Validity is a powerful and subtle concept which deserves better. As something of a validity geek, I have been listening to conference presentations and reading articles on this fascinating topic for over two decades. It is an important consideration in the baseline debate, but one that needs to be better understood.
In any assessment, the outcome, whether expressed as a score, level, grade or descriptor, has to stand forsomething much more important – the actual abilities, skills and understanding that the learner has acquired. The validity of the assessment is the extent to which the outcome accurately represents those important abilities. But just as the learner’s abilities themselves cannot be made instantly visible in their pure form, nor can the validity of an assessment be displayed as a quality that is clearly present or absent. Instead, recent scholarship has emphasised validation as a process, a research investigation that takes place during the development of the assessment and continues when it is in use. The validation process identifies threats to validity and seeks evidence to demonstrate that the threats have been avoided.
Broadly, validation evidence is of two types: judgmental and statistical. In developing the NFER Reception Baseline Assessment, we systematically gathered these two types of evidence from: a review of research; an advisory panel; a practitioner panel; a cultural reviewer; and the Reception teachers and children who trialled the assessment in over 500 schools. These are some of the threats we investigated.

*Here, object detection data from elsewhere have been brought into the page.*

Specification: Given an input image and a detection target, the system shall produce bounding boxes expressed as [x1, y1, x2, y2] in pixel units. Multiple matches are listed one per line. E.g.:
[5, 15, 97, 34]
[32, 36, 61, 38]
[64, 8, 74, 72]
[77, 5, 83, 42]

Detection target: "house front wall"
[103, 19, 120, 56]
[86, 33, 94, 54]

Threat 1: does the context of the assessment prevent children from showing what they know and can do? This is the biggest and most important threat. Early on, we rejected the idea of an on-screen assessment. Although this would be highly manageable, it would be too far from the everyday experience of the classroom. So we have a set of face-to-face activities with the child guided by the teacher or another familiar adult, using practical resources. From the trials, we learned that 92 per cent of teachers thought it was important to have practical resources, and that 83 per cent of teachers agreed that the activities allowed children to demonstrate the skills and abilities they bring to school. Statistical analysis showed that the sample of children obtained a wide range of scores, further evidence that their varied abilities were reflected in the varied outcomes.
Threat 2: is there too much variety in the way the assessment is conducted and scored? If the activities are not carried out in the same way for everyone, the outcome may reflect the circumstances of assessment rather than the capabilities of the children. We decided that there should be mainly structured tasks, a set wording and clearly defined criteria. Teachers’ responses to the questionnaire showed that they valued this consistency, and the statistical evidence took the form of established reliability coefficients: 0.90 to 0.92 for internal consistency; and 0.93 to 0.94 for inter-rater reliability; all of these indicating high reliability.

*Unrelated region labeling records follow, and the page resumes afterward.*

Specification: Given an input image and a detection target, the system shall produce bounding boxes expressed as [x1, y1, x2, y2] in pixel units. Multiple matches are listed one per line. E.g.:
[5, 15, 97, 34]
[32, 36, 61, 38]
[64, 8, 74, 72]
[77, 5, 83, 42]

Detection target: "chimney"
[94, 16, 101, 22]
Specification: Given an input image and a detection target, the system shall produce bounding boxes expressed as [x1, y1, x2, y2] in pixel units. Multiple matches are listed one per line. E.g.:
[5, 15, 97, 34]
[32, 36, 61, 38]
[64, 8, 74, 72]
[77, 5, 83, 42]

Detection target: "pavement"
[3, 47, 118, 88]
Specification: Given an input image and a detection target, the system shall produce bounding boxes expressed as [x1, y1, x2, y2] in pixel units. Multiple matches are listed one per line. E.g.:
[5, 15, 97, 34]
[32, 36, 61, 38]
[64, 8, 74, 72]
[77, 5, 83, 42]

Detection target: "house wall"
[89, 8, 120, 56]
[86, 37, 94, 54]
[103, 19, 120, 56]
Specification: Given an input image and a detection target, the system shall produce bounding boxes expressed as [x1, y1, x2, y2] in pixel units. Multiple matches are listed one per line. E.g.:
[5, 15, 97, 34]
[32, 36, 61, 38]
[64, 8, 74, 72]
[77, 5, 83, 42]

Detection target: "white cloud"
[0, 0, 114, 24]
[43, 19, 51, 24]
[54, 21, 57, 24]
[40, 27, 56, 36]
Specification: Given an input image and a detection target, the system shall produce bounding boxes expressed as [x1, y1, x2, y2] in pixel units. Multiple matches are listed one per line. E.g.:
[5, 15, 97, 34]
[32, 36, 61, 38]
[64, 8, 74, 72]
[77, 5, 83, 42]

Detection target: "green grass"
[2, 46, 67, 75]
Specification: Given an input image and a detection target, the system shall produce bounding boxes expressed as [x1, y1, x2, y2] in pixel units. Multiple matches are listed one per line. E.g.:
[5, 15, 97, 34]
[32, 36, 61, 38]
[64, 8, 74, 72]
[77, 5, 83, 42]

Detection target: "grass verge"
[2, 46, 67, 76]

Threat 3: is the assessment biased against particular groups? For example, if an assessment is set in a context that is more familiar to boys than girls, the score may reflect familiarity with the context rather than the abilities of the children. For much of our assessment, the context is the familiar classroom, so avoiding this kind of bias. Where we provide pictures, they are carefully designed to be familiar to as wide a range of children as possible. There was judgmental evidence from a cultural reviewer who had the brief of detecting any bias, and statistical evidence of the performance of different groups.
Threat 4: does implementing the assessment have undesirable consequences that can be traced to the nature of the assessment? This can happen when teachers narrow the curriculum they teach to focus on what is assessed. The NFER research team made efforts to avoid this by linking the assessment closely to the existing Early Years Foundation Stage curriculum and by including a Foundations of Learning Checklist to embrace a broader range of development. Empirical evidence about this can only be gathered when the assessment is in use, and follow-up investigations will look at these questions.
This post can give only a brief summary of the main lines of validation; there is much more detail lying behind each of these points. The Carter review identified assessment as the area in which teacher preparation was most in need of improvement. It would be unrealistic to expect all teachers to find validity debates as interesting as I do. But they do need an overview of what it does and does not mean, and some grasp of its power as a tool for evaluating the worth of an assessment. There is a danger in the current climate that teachers will become less well informed about this, rather than improving their expertise.